Alternatives Considered

Retroactively documented per ADR-072 (2026-05-20 frontmatter + structural backfill). The four alternatives surfaced at 2026-05-18 lock time:

  1. Re-fire full-FT OOD inference on a fresh DC. Rejected: the methodological reasoning was already load-bearing per LoRA’s paired-bootstrap evidence (-0.071 AUPRC vs frozen-probe on pooled_ood; CI clears zero). Cost + repeat-FUSE-risk + ~$5-12 GPU spend on a Low-stock A100 80GB didn’t justify the marginal methodology gain. Full-FT (~149M params trainable) is a larger version of the same fine-tuning mechanism LoRA had just shown to be net-harmful on cross-family OOD.
  2. Restart from clean checkpoint. Rejected: same reasoning, same cost envelope. The X11 crash exposed the decision; the underlying methodological reasoning would still recommend the drop even from a clean restart.
  3. Abandon outright with no ADR. Rejected: documentation contract under ADR-005 + AGENTS.md requires explicit reframe of ADR-050 Revision 2. Silent drops violate the immutability discipline that the rest of the ADR corpus invokes.
  4. No ADR-052 reframing; let ADR-050 R2 stand as operational forced-drop. Rejected: the methodological reasoning was real and load-bearing for the characterisation conclusions; framing the drop as purely operational understates the methodology discipline that drove it. The same-day retcon optic is the acknowledged cost; the benefit is honest documentation of the actual decision logic.
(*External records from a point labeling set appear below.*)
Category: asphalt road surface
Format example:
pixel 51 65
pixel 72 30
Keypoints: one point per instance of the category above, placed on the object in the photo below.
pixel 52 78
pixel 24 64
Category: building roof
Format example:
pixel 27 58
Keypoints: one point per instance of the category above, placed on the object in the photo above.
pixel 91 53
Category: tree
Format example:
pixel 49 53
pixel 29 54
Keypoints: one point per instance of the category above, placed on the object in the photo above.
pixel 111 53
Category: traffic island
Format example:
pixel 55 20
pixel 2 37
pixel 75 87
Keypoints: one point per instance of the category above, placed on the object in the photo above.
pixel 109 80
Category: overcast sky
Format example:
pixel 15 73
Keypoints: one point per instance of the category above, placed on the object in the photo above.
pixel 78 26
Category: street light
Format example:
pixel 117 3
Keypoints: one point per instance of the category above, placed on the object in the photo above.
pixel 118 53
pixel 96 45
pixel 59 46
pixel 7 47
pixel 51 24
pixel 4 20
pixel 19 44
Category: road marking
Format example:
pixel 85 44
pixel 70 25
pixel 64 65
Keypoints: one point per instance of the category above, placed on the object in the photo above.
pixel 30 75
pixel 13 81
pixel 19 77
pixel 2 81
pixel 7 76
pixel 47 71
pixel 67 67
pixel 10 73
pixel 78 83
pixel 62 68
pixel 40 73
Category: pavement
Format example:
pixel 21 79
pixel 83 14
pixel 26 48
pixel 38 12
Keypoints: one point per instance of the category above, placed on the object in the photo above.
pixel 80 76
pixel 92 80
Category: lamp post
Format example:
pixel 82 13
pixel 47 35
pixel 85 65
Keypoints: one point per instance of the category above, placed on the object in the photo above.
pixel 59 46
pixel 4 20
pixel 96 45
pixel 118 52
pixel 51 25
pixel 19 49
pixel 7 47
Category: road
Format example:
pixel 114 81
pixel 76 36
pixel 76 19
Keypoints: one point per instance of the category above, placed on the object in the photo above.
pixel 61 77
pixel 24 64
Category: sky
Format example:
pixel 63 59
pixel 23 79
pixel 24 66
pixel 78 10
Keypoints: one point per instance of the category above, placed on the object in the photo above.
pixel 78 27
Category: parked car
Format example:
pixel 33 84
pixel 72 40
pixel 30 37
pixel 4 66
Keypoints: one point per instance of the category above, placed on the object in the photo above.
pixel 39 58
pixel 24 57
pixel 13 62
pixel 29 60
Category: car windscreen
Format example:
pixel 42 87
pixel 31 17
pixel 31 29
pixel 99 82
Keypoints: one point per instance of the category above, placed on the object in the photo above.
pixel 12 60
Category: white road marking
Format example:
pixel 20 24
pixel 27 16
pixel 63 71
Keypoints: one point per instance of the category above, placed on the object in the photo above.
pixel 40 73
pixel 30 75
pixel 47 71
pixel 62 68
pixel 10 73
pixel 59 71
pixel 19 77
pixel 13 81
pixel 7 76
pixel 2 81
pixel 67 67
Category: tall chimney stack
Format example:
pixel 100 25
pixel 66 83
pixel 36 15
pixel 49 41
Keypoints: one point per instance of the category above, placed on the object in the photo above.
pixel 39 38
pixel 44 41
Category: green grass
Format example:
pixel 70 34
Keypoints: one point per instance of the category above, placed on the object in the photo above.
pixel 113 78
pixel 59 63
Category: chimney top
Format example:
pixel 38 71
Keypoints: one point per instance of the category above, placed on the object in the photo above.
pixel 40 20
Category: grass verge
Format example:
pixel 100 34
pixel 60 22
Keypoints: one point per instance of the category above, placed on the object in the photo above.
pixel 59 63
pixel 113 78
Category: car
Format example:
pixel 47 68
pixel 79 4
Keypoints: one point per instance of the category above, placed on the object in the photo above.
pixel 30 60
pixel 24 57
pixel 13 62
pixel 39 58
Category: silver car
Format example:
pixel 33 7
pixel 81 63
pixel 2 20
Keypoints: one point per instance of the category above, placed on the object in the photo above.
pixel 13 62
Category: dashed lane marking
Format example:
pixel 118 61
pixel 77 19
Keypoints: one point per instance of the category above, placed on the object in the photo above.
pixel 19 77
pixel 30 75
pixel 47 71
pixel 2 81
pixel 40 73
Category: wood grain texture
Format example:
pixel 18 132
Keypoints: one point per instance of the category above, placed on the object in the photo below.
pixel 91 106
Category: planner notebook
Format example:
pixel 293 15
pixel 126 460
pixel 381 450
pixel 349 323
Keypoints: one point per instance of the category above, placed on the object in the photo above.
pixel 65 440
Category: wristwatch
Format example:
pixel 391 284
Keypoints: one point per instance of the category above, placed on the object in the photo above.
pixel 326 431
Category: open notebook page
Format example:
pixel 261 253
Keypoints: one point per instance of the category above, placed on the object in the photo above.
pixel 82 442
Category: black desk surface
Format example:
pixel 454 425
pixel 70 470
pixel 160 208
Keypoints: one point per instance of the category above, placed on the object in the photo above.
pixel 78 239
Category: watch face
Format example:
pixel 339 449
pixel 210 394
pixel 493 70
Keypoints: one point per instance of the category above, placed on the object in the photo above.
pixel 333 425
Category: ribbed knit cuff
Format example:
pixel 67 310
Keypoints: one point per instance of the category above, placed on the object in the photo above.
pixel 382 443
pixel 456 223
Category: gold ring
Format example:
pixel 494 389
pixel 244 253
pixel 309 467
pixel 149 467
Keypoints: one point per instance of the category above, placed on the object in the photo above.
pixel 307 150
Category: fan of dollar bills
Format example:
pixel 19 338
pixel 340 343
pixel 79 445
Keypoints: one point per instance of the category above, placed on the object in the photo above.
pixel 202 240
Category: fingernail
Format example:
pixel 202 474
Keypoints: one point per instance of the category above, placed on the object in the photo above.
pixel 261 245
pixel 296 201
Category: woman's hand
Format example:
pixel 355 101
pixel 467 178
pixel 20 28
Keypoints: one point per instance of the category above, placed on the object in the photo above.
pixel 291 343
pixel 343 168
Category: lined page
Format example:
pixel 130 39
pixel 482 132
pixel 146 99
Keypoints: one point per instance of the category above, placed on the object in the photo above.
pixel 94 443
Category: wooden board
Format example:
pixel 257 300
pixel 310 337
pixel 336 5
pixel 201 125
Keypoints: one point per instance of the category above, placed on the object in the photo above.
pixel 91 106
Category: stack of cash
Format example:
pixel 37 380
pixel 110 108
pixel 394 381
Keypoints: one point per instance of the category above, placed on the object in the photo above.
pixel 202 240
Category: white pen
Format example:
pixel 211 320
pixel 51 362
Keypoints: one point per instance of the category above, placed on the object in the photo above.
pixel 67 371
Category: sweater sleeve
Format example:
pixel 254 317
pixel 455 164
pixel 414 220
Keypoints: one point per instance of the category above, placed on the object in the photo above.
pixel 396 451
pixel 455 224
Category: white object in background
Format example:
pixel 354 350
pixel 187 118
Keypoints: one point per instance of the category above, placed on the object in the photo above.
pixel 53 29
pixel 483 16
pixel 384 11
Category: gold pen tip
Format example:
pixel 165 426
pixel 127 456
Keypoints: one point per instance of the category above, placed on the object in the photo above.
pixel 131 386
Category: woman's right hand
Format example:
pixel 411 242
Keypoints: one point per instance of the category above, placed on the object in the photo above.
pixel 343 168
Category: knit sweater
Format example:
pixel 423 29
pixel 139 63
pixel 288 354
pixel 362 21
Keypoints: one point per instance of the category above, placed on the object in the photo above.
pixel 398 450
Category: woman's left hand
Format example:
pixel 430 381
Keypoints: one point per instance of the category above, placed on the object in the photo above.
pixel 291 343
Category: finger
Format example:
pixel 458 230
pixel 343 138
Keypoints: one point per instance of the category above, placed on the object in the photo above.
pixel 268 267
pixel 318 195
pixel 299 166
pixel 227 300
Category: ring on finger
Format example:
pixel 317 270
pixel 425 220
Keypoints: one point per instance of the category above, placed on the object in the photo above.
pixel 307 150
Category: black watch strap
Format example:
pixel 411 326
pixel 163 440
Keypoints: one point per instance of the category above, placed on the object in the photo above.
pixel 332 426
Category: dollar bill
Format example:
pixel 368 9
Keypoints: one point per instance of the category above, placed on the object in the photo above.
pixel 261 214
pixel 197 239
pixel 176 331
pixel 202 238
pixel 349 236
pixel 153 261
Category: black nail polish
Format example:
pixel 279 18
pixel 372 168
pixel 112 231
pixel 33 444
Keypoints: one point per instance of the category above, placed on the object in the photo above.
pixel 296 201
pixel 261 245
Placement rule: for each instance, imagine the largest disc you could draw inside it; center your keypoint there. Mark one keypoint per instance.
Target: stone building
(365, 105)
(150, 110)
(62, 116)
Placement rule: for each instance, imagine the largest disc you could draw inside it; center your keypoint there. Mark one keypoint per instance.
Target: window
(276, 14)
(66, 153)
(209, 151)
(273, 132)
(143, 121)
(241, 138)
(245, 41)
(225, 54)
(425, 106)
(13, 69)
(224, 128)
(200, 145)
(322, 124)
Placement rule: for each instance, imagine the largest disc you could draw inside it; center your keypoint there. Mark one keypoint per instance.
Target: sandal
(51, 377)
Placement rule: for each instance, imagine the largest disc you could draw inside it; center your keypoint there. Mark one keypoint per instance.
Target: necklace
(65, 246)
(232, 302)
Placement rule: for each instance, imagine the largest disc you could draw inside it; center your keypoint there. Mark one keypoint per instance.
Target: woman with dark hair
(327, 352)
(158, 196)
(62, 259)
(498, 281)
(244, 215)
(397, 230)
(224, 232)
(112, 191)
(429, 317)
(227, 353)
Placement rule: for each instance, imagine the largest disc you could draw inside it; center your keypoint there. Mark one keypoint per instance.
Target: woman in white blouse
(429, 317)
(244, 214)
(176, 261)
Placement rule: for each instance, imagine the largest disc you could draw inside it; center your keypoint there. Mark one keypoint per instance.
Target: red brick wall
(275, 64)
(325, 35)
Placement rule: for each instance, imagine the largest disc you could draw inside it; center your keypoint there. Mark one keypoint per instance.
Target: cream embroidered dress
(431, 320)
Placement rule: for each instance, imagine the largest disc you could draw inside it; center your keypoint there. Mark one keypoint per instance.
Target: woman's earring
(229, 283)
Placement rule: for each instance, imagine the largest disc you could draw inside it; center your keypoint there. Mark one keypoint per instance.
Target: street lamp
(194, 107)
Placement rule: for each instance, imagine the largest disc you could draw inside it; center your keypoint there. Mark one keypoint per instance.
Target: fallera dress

ADR-075 (2026-05-20 planned) further unifies the ADR-050 R2 + ADR-052 framings into one narrative.

The chosen path (narrow supersession of ADR-050 R2 + explicit methodological reframe) preserves the audit trail’s honesty about the decision logic, even at the cost of the same-day-as-050 authoring pattern.

Linked ADRs

  • Superseded (narrow, Revision 2 axis only): ADR-050 (full-FT OOD drop axis; Revision 1 LLM-judge drop axis unchanged).
  • Referenced: ADR-019 (transformer training recipe; original full-FT plan), ADR-022 (paired-bootstrap apparatus; produced the LoRA vs frozen-probe delta evidence), ADR-051 (v1.0.x carryforward of T0 + invariant scaffolds; sibling governance patch).

Transcript

Decisions surfaced during the 2026-05-18 post-v1.0.2 narrative- import session: user’s cover-letter draft (draft.md) framed full-FT as a methodological judgment; the framing was traced against ADR-050 R2 (operational forced-drop) + the actual paired- bootstrap evidence (LoRA -0.071 AUPRC vs frozen-probe). 4-Q AskUserQuestion batch user-locked the methodological-load-bearing- with-crash-as-trigger framing. No transcript file required — the conversation history + commit-message bodies are the audit trail.